1. küçüğüm o zamanlar. yuksek dağların ardinda bir yayla evi. babanemle kapi eşiğinde oturuyoruz. çay demlemiş. rahmetli sadece çayı demlerdi, bardakta çayı açmak için ayrica su kaynatmazdi. sadece demden içerdi çayı. o gün bende istemişim demek ki, sadece dem içemem diye su da kaynatmiş. kackarlari izliyoruz diz dize. dedem de ben dogmadan önce ölmüş. nereden geldiyse ben babanneme ' nana - bizim orda oyle derlerdi- dedemle nasıl tanıştınız? ' diye sordum. 'dugunden sonra' dedi. o zamanlar oyleydi ve ben bunu yeni öğrendiğim için çok şaşırmıştım. ' ama nana ya dedem çirkin olsaydi, nasil kabul ettin bunu, onceden gormen gerek, cirkin ciksaydi ne yapacaktin? diye soru yagmuruna tutmaya başladım rahmetliyi. tek bişey dedi; ama cok güzel çıktı. gözlerinde yaş.

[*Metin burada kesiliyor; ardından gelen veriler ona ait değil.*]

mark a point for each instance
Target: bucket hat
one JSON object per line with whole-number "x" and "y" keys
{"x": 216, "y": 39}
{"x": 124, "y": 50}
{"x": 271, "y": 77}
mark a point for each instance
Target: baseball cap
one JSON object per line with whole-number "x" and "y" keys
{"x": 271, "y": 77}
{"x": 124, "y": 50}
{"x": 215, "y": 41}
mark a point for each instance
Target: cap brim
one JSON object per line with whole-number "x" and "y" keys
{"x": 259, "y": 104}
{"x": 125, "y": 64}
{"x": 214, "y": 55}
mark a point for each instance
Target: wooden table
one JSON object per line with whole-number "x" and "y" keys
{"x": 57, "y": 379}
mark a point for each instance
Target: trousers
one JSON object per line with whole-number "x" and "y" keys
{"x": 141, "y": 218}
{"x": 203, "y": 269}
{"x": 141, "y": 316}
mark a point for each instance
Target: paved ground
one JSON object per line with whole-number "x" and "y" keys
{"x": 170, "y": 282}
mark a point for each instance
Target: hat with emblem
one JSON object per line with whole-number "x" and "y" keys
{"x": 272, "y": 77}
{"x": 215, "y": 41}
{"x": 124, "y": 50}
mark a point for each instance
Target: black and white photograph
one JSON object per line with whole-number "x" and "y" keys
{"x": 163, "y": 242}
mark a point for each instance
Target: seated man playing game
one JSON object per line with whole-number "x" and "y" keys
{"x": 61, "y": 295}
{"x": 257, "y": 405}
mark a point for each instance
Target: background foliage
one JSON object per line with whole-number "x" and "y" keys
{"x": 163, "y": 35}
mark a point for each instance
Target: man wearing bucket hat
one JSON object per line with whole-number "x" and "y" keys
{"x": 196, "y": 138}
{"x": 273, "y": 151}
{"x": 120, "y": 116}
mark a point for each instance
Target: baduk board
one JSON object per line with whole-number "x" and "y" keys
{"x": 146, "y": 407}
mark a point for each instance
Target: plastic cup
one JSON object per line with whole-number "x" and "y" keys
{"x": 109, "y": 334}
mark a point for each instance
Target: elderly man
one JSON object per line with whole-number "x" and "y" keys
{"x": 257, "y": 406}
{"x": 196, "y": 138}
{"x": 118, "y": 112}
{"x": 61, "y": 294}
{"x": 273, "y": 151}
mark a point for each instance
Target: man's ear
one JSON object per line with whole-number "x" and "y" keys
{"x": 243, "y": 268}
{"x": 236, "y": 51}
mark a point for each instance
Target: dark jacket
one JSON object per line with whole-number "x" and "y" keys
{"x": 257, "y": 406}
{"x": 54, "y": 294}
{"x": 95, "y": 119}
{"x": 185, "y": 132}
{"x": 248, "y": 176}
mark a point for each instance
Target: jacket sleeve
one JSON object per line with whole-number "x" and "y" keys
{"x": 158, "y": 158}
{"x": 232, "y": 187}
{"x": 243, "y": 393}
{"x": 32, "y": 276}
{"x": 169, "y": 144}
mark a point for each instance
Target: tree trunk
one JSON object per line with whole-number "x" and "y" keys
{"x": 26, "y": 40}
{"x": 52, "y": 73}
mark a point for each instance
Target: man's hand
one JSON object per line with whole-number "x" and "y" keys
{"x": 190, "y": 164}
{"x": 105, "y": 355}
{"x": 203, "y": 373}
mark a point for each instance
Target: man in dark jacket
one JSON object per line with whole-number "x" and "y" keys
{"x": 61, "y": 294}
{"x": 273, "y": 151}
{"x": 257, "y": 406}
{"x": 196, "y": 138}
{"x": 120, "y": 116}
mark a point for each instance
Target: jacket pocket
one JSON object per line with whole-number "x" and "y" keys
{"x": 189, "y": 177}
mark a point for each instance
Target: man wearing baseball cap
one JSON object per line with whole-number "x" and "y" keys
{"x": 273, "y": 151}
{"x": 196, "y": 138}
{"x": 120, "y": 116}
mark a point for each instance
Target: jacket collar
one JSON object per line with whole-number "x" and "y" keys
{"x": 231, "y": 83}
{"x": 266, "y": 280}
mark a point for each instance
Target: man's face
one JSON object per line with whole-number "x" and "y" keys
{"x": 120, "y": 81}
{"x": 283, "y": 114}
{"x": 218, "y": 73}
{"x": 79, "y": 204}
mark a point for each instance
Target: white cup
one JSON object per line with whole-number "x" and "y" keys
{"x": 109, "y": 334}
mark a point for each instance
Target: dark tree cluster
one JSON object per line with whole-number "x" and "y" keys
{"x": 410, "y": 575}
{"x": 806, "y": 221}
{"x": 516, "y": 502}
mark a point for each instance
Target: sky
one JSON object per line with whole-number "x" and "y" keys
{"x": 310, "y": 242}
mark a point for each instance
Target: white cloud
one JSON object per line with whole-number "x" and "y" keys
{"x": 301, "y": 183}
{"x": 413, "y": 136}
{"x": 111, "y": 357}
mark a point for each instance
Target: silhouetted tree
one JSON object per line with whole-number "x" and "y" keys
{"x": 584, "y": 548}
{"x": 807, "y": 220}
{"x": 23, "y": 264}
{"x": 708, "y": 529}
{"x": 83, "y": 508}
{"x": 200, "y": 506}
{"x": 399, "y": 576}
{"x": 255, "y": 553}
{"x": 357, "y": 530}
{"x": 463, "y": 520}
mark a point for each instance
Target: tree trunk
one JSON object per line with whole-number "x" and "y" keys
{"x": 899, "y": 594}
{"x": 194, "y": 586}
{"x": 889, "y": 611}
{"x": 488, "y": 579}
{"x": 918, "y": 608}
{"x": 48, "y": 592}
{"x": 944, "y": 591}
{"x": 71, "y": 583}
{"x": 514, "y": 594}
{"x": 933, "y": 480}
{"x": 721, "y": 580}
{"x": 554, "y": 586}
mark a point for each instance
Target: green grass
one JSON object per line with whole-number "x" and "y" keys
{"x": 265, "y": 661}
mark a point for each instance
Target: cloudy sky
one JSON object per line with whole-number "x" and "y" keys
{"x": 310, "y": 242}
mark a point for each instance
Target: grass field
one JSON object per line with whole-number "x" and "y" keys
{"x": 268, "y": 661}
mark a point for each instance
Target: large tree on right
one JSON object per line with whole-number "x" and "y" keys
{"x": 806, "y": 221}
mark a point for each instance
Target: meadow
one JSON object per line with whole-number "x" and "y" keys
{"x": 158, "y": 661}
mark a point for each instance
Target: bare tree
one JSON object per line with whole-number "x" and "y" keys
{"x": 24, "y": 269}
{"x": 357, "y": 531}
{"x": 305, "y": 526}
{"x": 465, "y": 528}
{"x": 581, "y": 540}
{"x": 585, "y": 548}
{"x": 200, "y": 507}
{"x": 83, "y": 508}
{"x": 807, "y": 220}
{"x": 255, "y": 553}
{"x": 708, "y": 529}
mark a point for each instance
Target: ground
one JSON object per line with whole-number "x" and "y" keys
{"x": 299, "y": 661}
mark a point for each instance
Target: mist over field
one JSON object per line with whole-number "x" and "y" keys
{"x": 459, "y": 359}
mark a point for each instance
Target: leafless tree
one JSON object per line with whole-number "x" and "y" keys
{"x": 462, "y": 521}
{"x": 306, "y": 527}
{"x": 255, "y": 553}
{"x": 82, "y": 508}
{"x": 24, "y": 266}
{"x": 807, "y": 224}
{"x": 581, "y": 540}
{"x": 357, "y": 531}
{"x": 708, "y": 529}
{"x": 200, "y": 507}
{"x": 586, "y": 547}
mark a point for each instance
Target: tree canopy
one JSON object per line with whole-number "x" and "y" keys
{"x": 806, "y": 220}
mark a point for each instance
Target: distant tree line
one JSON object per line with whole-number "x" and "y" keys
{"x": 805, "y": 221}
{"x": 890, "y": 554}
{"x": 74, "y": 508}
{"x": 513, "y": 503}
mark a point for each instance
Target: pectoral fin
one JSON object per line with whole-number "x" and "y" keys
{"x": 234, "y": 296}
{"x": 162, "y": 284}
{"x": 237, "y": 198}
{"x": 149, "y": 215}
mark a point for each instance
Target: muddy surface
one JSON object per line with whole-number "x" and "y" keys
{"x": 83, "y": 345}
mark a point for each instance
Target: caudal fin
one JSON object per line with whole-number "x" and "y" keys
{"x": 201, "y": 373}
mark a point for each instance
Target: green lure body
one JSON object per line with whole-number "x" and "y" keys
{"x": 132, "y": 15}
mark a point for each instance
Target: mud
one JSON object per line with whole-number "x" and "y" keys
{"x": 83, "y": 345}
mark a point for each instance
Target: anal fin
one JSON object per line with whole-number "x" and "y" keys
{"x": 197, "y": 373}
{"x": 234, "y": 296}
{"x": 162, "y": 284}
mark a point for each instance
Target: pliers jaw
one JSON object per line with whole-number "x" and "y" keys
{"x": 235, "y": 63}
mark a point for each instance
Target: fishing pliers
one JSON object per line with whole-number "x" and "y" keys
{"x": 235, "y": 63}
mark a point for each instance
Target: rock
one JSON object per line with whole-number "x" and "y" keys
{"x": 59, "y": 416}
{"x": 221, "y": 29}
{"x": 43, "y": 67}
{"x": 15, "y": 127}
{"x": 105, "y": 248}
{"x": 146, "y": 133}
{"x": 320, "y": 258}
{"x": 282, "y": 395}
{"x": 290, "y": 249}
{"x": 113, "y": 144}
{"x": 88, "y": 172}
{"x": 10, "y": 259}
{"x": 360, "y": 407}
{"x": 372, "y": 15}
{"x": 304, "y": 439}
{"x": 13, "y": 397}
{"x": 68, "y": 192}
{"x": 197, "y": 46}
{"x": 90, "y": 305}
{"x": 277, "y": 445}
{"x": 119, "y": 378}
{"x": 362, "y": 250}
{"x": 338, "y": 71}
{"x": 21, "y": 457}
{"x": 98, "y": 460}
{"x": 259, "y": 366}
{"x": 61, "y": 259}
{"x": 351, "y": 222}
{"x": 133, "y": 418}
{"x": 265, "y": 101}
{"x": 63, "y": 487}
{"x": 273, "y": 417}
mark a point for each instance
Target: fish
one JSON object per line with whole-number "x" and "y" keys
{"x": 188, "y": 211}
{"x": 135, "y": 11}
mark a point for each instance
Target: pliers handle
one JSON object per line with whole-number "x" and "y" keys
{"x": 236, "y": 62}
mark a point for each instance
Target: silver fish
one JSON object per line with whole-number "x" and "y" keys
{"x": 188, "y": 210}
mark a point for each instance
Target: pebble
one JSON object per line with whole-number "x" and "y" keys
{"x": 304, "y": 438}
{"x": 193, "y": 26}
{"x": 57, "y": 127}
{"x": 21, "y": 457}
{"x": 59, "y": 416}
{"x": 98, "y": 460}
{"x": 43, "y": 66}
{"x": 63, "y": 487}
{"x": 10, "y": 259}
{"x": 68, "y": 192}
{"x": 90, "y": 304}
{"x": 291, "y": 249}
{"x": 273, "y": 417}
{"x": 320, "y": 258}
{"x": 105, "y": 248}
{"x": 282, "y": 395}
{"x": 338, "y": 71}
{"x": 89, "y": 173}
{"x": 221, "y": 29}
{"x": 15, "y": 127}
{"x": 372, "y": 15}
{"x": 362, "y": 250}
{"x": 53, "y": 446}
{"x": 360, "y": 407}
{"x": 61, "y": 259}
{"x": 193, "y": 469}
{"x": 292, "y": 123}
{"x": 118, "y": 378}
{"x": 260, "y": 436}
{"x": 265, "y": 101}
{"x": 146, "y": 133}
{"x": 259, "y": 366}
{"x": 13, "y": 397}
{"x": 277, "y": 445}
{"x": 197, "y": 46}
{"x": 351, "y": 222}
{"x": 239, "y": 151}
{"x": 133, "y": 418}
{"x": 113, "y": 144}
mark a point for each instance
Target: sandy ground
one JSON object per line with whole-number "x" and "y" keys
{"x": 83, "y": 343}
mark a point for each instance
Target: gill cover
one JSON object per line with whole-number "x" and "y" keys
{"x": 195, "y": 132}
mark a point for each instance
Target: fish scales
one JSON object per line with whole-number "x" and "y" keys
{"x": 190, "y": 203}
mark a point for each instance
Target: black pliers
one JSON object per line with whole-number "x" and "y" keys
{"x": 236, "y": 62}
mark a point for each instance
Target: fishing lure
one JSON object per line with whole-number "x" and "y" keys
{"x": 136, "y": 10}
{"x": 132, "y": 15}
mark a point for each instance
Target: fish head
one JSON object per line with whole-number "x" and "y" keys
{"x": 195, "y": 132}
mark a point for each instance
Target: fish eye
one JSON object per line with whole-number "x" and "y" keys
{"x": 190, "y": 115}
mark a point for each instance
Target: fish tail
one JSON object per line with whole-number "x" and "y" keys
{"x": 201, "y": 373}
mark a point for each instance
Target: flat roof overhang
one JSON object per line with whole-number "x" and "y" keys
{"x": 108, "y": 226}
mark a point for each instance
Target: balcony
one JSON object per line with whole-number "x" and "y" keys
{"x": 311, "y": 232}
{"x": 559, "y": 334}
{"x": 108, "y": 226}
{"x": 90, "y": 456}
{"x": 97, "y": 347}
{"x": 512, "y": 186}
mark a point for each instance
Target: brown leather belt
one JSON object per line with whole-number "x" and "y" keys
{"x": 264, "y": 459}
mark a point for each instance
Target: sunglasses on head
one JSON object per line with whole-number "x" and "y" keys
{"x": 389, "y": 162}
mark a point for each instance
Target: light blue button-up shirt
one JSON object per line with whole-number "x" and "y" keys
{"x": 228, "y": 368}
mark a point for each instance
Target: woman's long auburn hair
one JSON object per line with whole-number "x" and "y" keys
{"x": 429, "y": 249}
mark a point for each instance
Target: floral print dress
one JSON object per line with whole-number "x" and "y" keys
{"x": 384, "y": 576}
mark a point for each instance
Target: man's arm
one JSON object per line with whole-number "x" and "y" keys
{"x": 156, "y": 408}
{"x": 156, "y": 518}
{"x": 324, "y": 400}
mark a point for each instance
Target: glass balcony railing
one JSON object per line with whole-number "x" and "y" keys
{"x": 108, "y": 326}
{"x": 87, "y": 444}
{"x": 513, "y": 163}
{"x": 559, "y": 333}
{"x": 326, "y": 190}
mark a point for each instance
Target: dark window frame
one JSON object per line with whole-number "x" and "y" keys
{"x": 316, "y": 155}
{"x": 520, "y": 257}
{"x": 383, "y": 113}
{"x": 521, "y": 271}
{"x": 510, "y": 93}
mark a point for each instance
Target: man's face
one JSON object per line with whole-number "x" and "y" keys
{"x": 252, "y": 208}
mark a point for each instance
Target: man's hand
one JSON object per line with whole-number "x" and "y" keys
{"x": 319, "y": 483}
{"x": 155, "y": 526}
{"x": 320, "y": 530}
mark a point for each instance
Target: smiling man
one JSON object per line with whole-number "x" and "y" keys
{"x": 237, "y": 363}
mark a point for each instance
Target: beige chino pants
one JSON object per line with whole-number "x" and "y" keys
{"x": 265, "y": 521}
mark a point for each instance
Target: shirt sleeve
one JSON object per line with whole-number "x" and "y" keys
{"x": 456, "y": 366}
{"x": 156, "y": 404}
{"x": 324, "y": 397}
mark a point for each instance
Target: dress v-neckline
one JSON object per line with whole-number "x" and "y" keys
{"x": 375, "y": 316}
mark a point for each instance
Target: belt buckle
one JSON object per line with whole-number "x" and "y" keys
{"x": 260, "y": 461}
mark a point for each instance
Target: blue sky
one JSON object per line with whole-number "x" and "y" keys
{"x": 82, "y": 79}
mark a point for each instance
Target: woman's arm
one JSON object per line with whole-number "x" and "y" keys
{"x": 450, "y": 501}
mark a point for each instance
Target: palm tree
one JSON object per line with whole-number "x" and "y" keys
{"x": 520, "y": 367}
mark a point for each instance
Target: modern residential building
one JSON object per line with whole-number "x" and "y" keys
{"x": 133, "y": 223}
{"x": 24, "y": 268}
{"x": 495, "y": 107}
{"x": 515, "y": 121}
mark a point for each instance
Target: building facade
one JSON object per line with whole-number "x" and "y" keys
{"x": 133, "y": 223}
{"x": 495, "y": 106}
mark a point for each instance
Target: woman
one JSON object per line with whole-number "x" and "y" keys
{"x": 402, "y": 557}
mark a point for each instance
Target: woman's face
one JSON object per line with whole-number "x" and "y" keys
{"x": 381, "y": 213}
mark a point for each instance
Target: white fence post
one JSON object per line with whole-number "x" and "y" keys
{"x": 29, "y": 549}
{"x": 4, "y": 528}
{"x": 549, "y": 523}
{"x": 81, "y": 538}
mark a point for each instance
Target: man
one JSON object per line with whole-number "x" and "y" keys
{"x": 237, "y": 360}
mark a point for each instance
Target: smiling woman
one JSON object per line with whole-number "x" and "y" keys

    not: bu evlilik 49 yil sürmüş. 5 çocuk, ve 12 torun sahibi olmuslardi. babanemin hala aglayabiliyor olmasi nasil bir 49 yil oldugunu acikliyordu.

    nur icinde yatin.
  2. ulan ben de bir şey anlatayım, hep utanırım. evet 10 yaşında falandım belki daha da kötü şeyler yapmışımdır ama bundan çok utanırım.

    dediğim gibi ya 9 ya da 10 yaşındayım dayım trafik kazasında vefat etmişti, arkasında 3 tane çocuk öylece kaldı para pul desen yok çocukların en büyüğü 10 yaşında yengem desen 35-40 yaşlarında en fazla.

    cenaze evindeyiz kaldırılmış,gömülmüş üzerinden de belki 3 gün geçmiş mevlit falan okunuyor. biz çocuğuz tabi o zamanlar işte tasolar var ash, misty ve brocugun tasoları altın değerinde.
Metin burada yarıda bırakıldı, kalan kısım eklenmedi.